Moreover, our licensors may own or control intellectual property that has not been licensed to us and, as a result, we may be subject to claims, regardless of their merit, that we are infringing or otherwise violating the licensor’s rights. In addition, while we cannot currently determine the amount of the royalty obligations we will be required to pay on sales of future products, if any, the amounts may be significant. The amount of our future royalty obligations will depend on the technology and intellectual property we use in products that we successfully develop and commercialize, if any. Therefore, even if we successfully develop and commercialize products, we may be unable to achieve or maintain profitability.

Confidentiality agreements with employees and others may not adequately prevent disclosure of trade secrets and other proprietary information.
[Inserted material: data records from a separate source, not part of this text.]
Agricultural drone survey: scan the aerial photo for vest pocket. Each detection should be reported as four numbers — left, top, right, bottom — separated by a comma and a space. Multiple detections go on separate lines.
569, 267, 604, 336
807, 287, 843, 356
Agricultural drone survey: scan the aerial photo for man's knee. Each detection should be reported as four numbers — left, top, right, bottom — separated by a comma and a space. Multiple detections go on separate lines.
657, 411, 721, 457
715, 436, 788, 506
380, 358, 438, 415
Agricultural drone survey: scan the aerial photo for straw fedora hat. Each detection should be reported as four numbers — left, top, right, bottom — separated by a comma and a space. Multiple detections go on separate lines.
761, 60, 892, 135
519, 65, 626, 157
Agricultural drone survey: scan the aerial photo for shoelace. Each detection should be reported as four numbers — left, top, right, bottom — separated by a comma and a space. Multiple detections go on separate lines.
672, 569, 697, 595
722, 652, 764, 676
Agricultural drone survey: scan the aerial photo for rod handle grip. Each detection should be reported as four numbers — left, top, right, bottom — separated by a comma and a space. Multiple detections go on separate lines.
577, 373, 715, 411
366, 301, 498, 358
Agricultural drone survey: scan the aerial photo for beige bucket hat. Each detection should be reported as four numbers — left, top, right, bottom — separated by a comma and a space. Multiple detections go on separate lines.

In order to protect our proprietary technology and processes, we rely in part on confidentiality agreements with our collaborators, employees, consultants, outside scientific collaborators and sponsored researchers, and other advisors. These agreements may not effectively prevent disclosure of confidential information and may not provide an adequate remedy in the event of unauthorized disclosure of confidential information. In addition, others may independently discover trade secrets and proprietary information, and in such cases we could not assert any trade secret rights against such party. Costly and time-consuming litigation could be necessary to enforce and determine the scope of our proprietary rights, and failure to obtain or maintain trade secret protection could adversely affect our competitive business position.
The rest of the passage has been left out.